Aneel nega efeito suspensivo para Eletrobras-AC sobre desligamento da CCEE

Diretor geral da agência reguladora mantém distribuidora como agente da câmara até que poder concedente decida sobre a concessão no Acre

A Agência Nacional de Energia Elétrica negou provisoriamente o pedido de desligamento da Eletrobras Distribuição Acre que está com o procedimento em andamento na Câmara de Comercialização de Energia Elétrica por descumprimento de obrigações e a solicitação de efeito suspensivo à decisão da câmara por parte da distribuidora.
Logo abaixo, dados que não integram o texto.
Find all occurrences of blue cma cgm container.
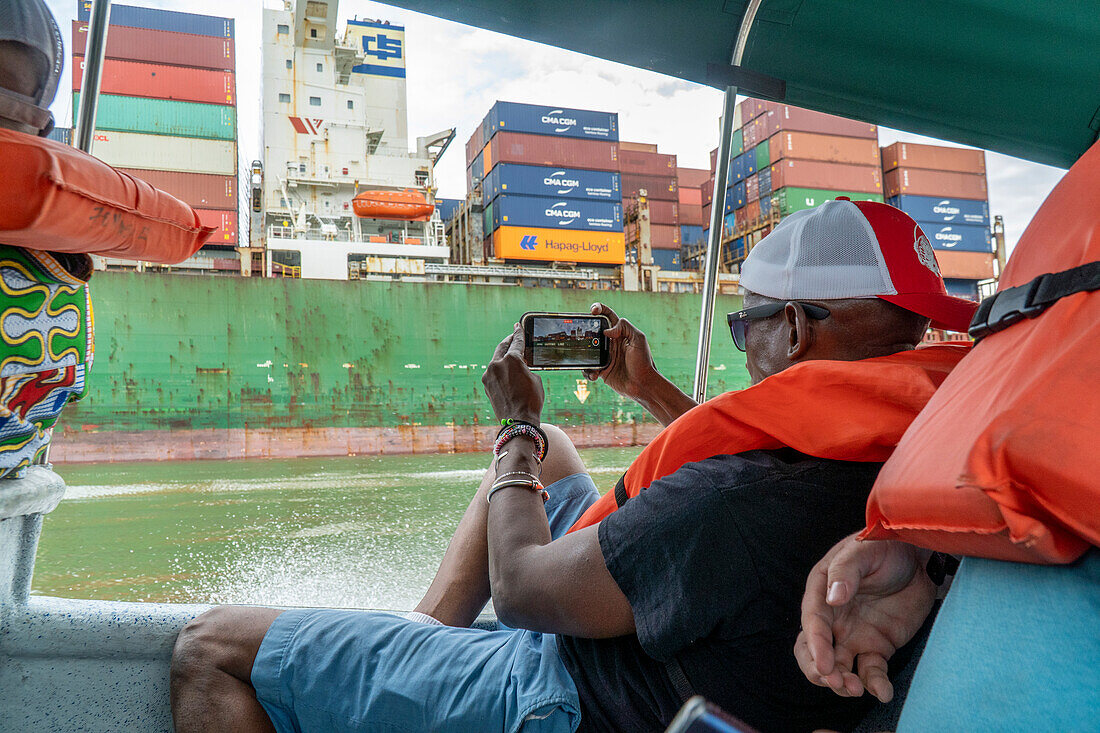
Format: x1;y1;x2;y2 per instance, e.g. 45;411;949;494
482;101;618;142
924;221;993;252
491;194;623;231
482;163;623;204
76;0;233;39
887;196;989;227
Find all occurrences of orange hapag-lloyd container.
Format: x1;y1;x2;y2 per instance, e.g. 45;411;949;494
73;56;237;105
935;250;993;280
493;228;626;264
884;167;989;200
882;142;986;175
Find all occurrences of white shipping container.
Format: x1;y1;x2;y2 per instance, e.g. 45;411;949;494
91;130;237;176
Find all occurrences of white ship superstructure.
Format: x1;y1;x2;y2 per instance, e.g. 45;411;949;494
253;0;453;280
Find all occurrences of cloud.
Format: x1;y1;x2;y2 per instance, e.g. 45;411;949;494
47;0;1064;247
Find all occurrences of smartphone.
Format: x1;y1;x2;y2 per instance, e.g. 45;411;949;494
519;313;612;369
664;696;756;733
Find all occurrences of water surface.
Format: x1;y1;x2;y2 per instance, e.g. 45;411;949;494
33;447;640;610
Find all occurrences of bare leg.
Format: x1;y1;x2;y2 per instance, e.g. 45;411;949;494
416;423;585;626
171;605;283;733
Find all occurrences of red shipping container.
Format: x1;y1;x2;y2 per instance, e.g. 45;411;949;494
73;56;237;106
745;200;760;228
741;118;763;150
734;206;748;230
623;173;680;201
768;130;879;165
882;143;986;175
195;209;237;245
771;158;882;194
745;173;760;201
484;132;620;171
619;148;677;176
649;199;680;225
626;223;680;250
936;250;993;280
761;105;879;140
73;21;237;72
884;167;988;200
680;204;706;227
677;166;711;190
677;187;703;206
119;168;238;212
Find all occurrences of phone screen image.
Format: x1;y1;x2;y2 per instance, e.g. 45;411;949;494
525;315;608;369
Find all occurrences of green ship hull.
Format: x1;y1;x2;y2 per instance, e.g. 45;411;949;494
53;272;748;462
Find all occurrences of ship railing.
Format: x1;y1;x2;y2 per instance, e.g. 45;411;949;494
267;222;431;244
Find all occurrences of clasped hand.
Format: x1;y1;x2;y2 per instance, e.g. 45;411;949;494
794;535;936;702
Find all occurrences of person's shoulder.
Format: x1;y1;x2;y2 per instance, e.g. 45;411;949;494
684;448;882;491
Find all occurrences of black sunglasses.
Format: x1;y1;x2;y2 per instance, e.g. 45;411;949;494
726;300;829;351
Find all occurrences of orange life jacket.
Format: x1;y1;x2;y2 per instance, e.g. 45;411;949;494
570;343;970;532
0;130;213;264
862;143;1100;564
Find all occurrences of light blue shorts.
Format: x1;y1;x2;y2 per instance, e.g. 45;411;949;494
252;473;598;733
898;548;1100;733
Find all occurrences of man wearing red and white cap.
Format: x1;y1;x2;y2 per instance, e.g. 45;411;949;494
741;196;978;341
173;201;974;733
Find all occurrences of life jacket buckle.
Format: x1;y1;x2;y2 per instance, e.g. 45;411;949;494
967;274;1051;341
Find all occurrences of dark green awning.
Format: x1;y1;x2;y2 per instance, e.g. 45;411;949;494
389;0;1100;167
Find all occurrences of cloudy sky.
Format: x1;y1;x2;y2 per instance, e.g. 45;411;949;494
47;0;1065;249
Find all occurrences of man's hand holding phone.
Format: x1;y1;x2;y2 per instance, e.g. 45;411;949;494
584;303;696;425
482;324;545;425
584;303;661;401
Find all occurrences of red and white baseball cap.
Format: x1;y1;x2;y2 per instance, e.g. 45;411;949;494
741;196;978;331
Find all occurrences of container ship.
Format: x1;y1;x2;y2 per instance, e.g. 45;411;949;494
53;0;993;461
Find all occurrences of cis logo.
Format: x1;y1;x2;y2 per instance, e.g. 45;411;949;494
363;33;402;61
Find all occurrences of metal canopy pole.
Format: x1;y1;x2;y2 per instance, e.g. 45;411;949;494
692;0;762;402
74;0;111;154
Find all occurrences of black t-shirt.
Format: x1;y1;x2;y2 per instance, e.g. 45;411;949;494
559;450;881;732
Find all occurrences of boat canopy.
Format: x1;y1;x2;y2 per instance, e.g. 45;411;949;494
387;0;1100;167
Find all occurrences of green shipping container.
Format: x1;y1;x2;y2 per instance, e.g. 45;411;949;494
752;140;771;171
73;91;237;140
771;186;882;217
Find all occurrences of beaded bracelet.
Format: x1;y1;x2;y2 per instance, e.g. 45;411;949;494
485;471;550;503
496;417;550;458
493;423;549;463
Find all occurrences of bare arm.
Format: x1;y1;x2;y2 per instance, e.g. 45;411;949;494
482;325;635;638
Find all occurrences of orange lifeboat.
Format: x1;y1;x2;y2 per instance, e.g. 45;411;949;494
351;189;436;221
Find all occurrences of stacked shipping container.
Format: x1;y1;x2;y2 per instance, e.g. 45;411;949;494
690;98;883;266
882;142;993;299
619;142;680;254
677;168;713;265
466;101;629;264
70;0;244;248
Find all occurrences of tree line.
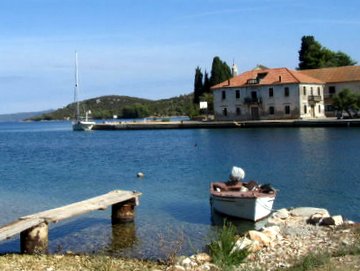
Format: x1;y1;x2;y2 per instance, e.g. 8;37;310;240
193;36;356;116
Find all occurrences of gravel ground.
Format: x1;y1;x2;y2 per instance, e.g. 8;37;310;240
0;254;165;271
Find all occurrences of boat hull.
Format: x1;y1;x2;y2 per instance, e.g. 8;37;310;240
210;195;275;221
73;121;95;131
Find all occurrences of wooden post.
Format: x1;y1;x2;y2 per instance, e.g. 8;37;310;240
111;197;138;225
20;222;49;254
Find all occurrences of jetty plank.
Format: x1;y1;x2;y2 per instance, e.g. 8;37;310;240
20;190;141;223
0;218;45;241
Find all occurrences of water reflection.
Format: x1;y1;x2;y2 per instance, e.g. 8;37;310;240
211;208;267;233
108;222;138;253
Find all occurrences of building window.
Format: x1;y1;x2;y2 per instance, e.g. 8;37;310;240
284;87;289;97
269;106;275;115
329;86;336;94
325;104;335;112
223;107;227;117
285;105;290;115
269;88;274;97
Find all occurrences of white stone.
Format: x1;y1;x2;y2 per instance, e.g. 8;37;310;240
181;257;198;269
248;231;271;247
272;208;289;219
194;253;211;264
290;207;330;217
166;265;186;271
230;236;253;253
320;215;344;226
262;226;280;242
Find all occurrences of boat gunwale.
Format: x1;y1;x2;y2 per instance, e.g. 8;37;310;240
210;182;276;199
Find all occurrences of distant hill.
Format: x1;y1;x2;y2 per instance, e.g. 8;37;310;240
29;94;196;120
0;110;53;121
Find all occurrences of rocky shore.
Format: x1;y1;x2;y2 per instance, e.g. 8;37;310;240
167;208;360;271
0;208;360;271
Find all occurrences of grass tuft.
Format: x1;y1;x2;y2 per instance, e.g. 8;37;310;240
209;221;249;270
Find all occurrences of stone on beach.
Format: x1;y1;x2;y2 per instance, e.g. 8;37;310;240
290;207;330;218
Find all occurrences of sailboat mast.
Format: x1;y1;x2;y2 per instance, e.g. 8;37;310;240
74;52;80;120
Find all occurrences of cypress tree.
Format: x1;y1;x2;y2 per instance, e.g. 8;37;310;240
210;56;231;86
202;71;211;94
298;36;356;70
193;66;203;104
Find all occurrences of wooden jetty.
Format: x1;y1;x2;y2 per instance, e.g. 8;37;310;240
0;190;141;254
92;118;360;130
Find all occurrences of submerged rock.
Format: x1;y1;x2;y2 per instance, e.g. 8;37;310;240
290;207;330;217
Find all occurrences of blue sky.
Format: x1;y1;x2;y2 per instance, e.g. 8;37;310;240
0;0;360;114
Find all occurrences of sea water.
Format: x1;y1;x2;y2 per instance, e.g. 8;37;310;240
0;122;360;259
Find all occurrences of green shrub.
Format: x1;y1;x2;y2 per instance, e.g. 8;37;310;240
209;221;249;270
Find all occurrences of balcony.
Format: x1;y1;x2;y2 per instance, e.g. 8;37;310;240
308;95;321;104
244;97;262;105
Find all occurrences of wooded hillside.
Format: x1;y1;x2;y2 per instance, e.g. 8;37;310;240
30;94;195;120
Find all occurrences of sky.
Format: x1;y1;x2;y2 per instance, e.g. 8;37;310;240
0;0;360;114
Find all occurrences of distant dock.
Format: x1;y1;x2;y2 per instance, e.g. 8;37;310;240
92;119;360;130
0;190;141;254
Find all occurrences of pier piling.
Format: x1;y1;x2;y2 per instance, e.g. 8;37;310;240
20;222;49;254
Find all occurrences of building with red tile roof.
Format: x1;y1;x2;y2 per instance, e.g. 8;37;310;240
301;66;360;117
211;68;325;120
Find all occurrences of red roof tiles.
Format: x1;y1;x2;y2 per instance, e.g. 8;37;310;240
301;66;360;83
212;68;324;90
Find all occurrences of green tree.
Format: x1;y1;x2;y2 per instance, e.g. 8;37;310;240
333;88;360;118
210;56;231;86
202;71;211;94
298;36;356;70
193;66;203;104
200;93;214;114
122;104;149;118
298;36;322;70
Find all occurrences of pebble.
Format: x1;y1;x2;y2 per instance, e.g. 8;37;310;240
168;207;356;271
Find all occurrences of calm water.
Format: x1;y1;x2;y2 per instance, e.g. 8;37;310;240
0;122;360;258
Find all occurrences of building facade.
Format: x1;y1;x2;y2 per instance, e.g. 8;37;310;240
212;68;325;120
301;66;360;117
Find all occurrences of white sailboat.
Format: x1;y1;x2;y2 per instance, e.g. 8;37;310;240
72;52;95;131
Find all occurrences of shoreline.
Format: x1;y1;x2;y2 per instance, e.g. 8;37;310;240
92;119;360;131
0;207;360;271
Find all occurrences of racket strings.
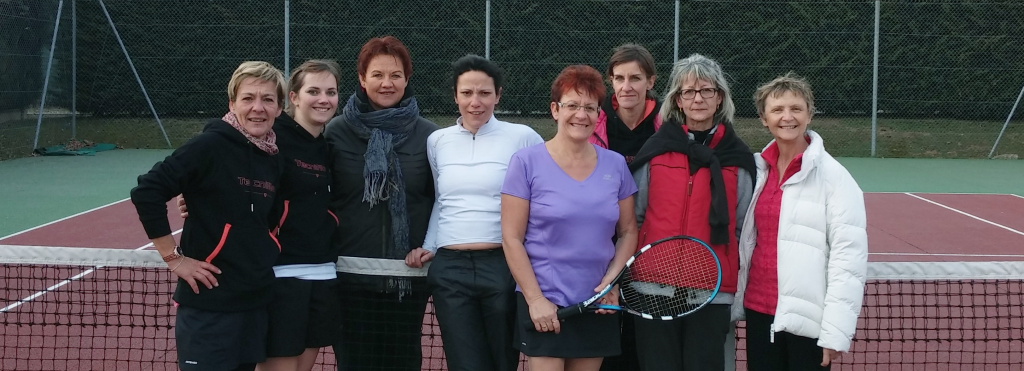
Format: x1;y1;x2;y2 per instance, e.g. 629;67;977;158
620;239;719;317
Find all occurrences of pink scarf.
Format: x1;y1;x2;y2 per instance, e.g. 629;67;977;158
221;112;278;155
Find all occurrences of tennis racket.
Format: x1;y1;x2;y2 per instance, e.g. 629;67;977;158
558;236;722;321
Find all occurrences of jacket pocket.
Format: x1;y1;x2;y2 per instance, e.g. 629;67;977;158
268;233;281;252
204;223;231;262
273;200;289;236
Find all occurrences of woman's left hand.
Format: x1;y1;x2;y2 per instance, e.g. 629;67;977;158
406;247;434;267
594;282;618;315
821;347;840;367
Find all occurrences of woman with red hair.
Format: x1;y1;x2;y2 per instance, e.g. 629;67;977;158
501;66;637;371
326;36;437;370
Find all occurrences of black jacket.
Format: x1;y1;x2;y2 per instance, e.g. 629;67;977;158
326;92;438;291
131;120;282;312
273;114;338;265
Segundo o voto do diretor geral da agência reguladora, Romeu Rufino, que assina a decisão do pedido de suspensão, o desligamento de uma concessionária só pode ocorrer após a reversão dos seus ativos ao Poder Concedente ou a sua adjudicação a um novo concessionário outorgado para a prestação do serviço por deliberação do governo. A matéria do desligamento da distribuidora foi sorteada para relatoria do diretor Reive de Barros.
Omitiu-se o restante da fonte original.